HOUSTON — Texas played musical judges in former House Majority Leader Tom DeLay’s (R-Texas) criminal conspiracy case, as a DeLay-promoted judicial circus unfolded.

First in a dizzying rapid-fire change of judges, state district Judge Bob Perkins, an Austin Democrat, was removed from the case because he had made donations to organizations which DeLay’s legal team maintained were opposed to DeLay, such as MoveOn.org. In Texas, district judges are elected in partisan elections. Next, Travis County District Attorney Ronnie Earle, a Democrat, forced presiding Judge B.B. Schraub to withdraw because of his monetary support of Republicans.

Schraub turned to Texas Chief Justice Wallace B. Jefferson, a Republican, to name the trial judge for the DeLay case. According to the Austin American-Statesman, a group called Texans for Public Justice disclosed that Jefferson’s campaign treasurer, Bill Ceverha, was the treasurer for DeLay’s Texans for a Republican Majority, which endorsed Jefferson in 2002. A separate civil lawsuit found that Ceverha violated the law by failing to report corporate donations made by DeLay’s committee during the 2002 elections. Jefferson received a $2,000 donation from DeLay’s Americans for a Republican Majority.

On Nov. 4, Jefferson appointed San Antonio Senior Judge Pat Priest to preside over DeLay’s trial.

Minutes later, prosecutor Earle filed a motion requesting Jefferson recuse himself because of his conflicts of interest.

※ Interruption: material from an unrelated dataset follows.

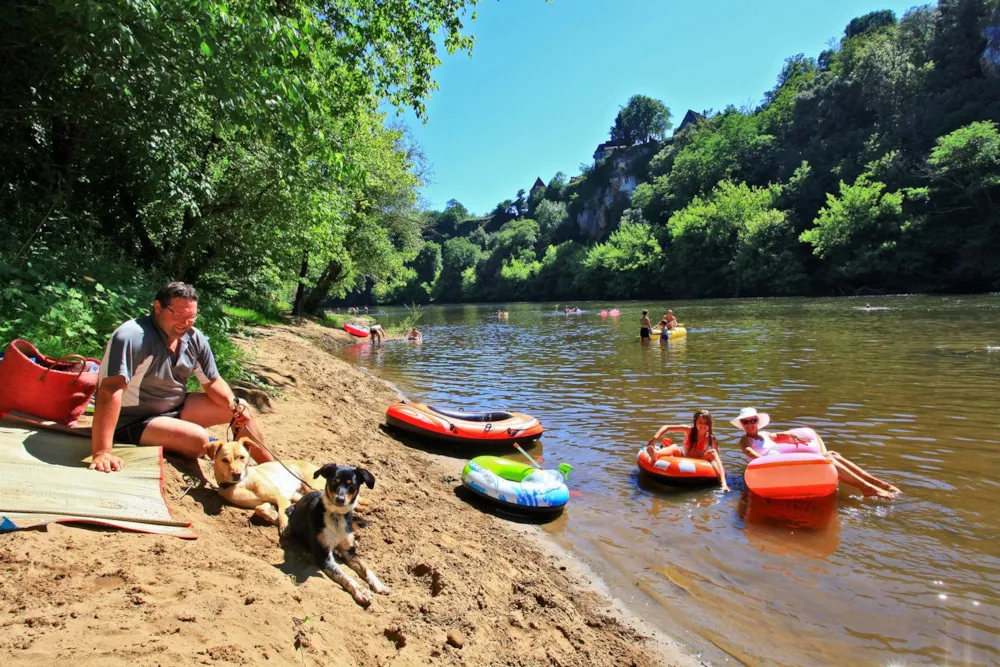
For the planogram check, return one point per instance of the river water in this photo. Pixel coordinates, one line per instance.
(907, 387)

Priest, a retired judge, is still active and has said he is a Demo-crat. He presided over a trial in which he sentenced to prison county officials accused of stealing from their governments. He also ordered a television reporter to jail for refusing to comply with his order to surrender notes in a capital murder case in which a police officer was killed.

Dick DeGuerin, DeLay’s attorney, a Democrat who supports musician Kinky Friedman for governor of Texas, has indicated that his first motion before Priest will be to move the trial from Travis County to DeLay’s home of Fort Bend County. They argue that DeLay cannot get a fair trial in Travis County, which DeLay attempted to split up into three congressional districts in an unsuccessful attempt to defeat Democratic Congressman Lloyd Doggett.

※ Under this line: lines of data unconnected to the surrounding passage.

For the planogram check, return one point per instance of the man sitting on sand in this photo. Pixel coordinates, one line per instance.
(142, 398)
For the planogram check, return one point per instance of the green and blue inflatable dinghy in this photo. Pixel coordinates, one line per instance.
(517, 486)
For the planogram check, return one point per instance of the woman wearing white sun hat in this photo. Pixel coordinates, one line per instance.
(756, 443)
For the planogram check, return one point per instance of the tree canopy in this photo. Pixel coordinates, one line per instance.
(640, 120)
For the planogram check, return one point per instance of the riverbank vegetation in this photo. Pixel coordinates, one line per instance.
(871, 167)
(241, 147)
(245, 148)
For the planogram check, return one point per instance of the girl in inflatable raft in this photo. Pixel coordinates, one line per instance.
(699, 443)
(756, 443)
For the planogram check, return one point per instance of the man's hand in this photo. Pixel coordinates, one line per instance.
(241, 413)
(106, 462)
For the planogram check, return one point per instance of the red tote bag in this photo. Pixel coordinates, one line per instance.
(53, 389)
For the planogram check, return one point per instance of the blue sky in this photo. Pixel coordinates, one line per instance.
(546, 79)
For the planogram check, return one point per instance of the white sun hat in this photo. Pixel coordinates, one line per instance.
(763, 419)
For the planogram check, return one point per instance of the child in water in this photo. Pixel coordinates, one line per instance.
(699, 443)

Earle said the initial removal of Judge Perkins “was unprecedented and has caused a public perception that the defendant in this case is getting special treatment. For this matter to be assigned to any judge outside of Travis County would only intensify this perception of favoritism and special treatment.”

The Houston Chronicle summed it up in an editorial: “With the zany legal developments this week, the DeLay case seems to be spinning out of control … before it has begun in earnest. Texans must hope that Judge Priest will use his experience and judgment to conduct a fair and tightly supervised proceeding that ends the judicial circus set off by Perkins’ removal.”

A letter to the editor in the Chronicle commented on DeLay: “First he went judge shopping. Now he is county shopping. … Next he’ll want an all-Republican jury made up of friends and family.”